Animals are even harder to save for many reasons that one can imagine; size, numbers, room to keep them, etc.  While we grow the Bourbon Red turkeys and are part of the food system that is needed to save them, we are not doing the heavy lifting required to really save the breed.  The breeders are the ones who keep these animals year round, feeding and caring for them, selecting for the best hens and toms to keep for breeding, and hopefully hatching out enough eggs to make it all worthwhile.  This is not like keeping a small vial of seeds to replant next year.  This takes lots of room, facilities and skill.  To keep enough genetic diversity in a flock, a breeder needs to have 200 hens!  So you can see the difficulty, it’s not like raising dogs where you can work with two or three animals and keep a breed going.  At this workshop we were fortunate to have the god father of heritage turkeys and the master breeder, Frank Reese, here to lead the discussion.  Frank has devoted his life to saving these turkeys.  If you have ever had a mail order heritage turkey, it was probably one of Franks as he raises more than anyone else by many many times.  This year he and his partners are raising 17,000 birds!

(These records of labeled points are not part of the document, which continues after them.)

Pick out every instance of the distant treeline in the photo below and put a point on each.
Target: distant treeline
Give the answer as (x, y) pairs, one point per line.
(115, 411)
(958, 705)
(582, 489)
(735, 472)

It has been our search for the best quality foods that we can raise in an sustainable system that brings us to things like Cherokee Purple tomatoes and Bourbon Red turkeys.  The work done by many people and groups like ALBC, Slow Food, the North American Fruit Explorers, chefs we work with and your experiences that makes it easier for us to find and learn to grow these things.  Our job is to interpret the information we get (some times very old), to our farming conditions and system.  Sometimes it works, other times it doesn’t but that’s the nature of farming.

Picture of the Week
Turkeys headed out for the days work, eating cover crop and playing in the Zinnias

8/20/08 Vol. 5 #22

Wow, I almost forgot to write the newsletter this morning!  I woke up thinking about the turkeys and then just forgot that it was Wednesday.  We had one of those turkey events yesterday that makes one question why we raise them.  Most of the time the birds are well behaved and get along fine, but as they get older they become teenagers and lose all common sense occasionally.  Just like teenage boys the toms get full of themselves and can start picking on each other.  The problem with turkeys is once they draw blood they just keep at it until their victim is dead or disappears.  Such was the case as I went out yesterday evening to feed and water them.  I found two birds cowering under the roosts with the backs of their heads all bloodied, one seriously.  I separated them out to the hospital pen to heal and the others don’t even know that they are gone.  It is one of the things about raising any livestock; injuries, sickness and death occur more often than one likes.  It is something that you have to get used to, ready for and become somewhat hardened about.  It is just not the same kind of emotion as when a hail storm comes or a disease kills your tomatoes.  Fortunately these two should recover completely and will be reintegrated with the flock with no further troubles.  From now on though we have to keep a closer eye on them as you never know when they will get crazy.

We had a good evening on Monday at the Panzanella farm dinner.  Great turn out and the dishes they made with our produce were very nice.  It is hard to beat a good tomato and mozzarella salad or pasta with a fresh tomato sauce, just two of the dishes they offered up.  For us one of the best parts is seeing everyone who came out to eat food with our produce and to spend time with our own assembled group.  We always end up with a large table surrounded with our current staff, some former staff and other friends.  We carried on, told stories and hopefully weren’t too loud.  The next farm dinner features Chapel Hill Creamery and their great cheeses.